The mountain far to the west was holding its breath. Monarch Mountain, carved by time and claimed by Kai’s will and the system, seemed too quiet. The wind that usually sang along the ridges had gone thin. Even the streams in the gullies poured more softly, as if the sound itself feared to be too loud in this hour. The hollow peak watched like a judge, stone face turned toward the desert where its master fought for blood and kin.
Inside the mountain, those who waited felt the silence in their bones.
Luna paced the future nursery’s outer hall, her steps sharp and restless. She had polished her armor three times already, though there was no need; the pink sheen was as bright as it had ever been. Her ear twitched with every vibration that ran through the stone, and when no enemy footsteps came she hissed softly at herself for being jumpy. But she never left the hall. She stood guard as though her eyes could ward off the world.
Akayoroi sat deeper in the brood chamber, her great abdomen tucked and her human torso bent over a parchment map Kai had sketched weeks earlier. With her slender fingers she traced lines across the tunnels, murmuring to herself about choke points and retreat paths. Around her, assassin-class sisters knelt in silence, their blades ready, their eyes like black glass. They did not chatter; they breathed together, slow, steady, waiting for the word that might never come.
Miryam’s absence hung in the air like a gap in the wall. The little wyrmling’s usual hum of energy was missing, and Luna’s eyes kept straying toward the empty alcove where she should have been curled.
Naaro was on the mountain’s crown, four legs braced wide, arms folded over her chest, staring east. The wind tugged at her dark hair but she did not move. She was very scared. Still she stood. She whispered once to herself, "Come back home, Sir." Her tone was rough, but her throat was tight when she said it.
Vel and Sha were in the kitchen caverns, though neither touched their bowls. They stirred stew only to stir it, as if keeping their hands busy might keep their minds from unraveling. Vel snapped once when Sha teased her about crying into the pot. Then she apologized and pressed her forehead to her sister’s shoulder. The two leaned against each other, silent, the smell of spice hanging heavy.
Shadeclaw worked the trap lines again, though he knew they were already perfect. His hook scratched the stone; sparks leapt. He muttered under his breath about how enemies might come when the master was gone, and how it would be his pride to snap them like twigs. But even as he muttered, his mandibles clicked with unease.
Silvershadow’s absence left another hollow. "He always comes back. He always knows the way." Shadeclaw murmurs by himself.
The mountain was full of breath held too long.

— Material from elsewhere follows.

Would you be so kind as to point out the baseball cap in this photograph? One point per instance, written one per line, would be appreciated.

And so the questions sharpened like blades. Would Kai return safely, carrying his daughter in his arms and wrath still caged in his chest? Would Miryam’s light be safe, or would it dim before it ever had a chance to burn? Would the Crown of Wrath prove to be a weapon he commanded — or a curse that commanded him? Would the black hum of it devour his mind until he forgot himself, forgot them all, forgot even why he fought?
The answers will be revealed in the next Chapter. They were being written in blood and sand far to the east, where Kai’s crown turned and his spear cut, where a child waited behind bars and a grinning man held a dagger.
The mountain waited. The wives waited. The brothers waited. The sky itself seemed to wait, holding its stars still for one night.
Would he win? Would he save her? Would he return whole — or broken, or lost?
No one knew. The desert and the author would give the answer in its own time.
And so, with the mountain silent, the desert trembling, and the world itself pausing between two breaths, Volume Three of the Ant Lord ends.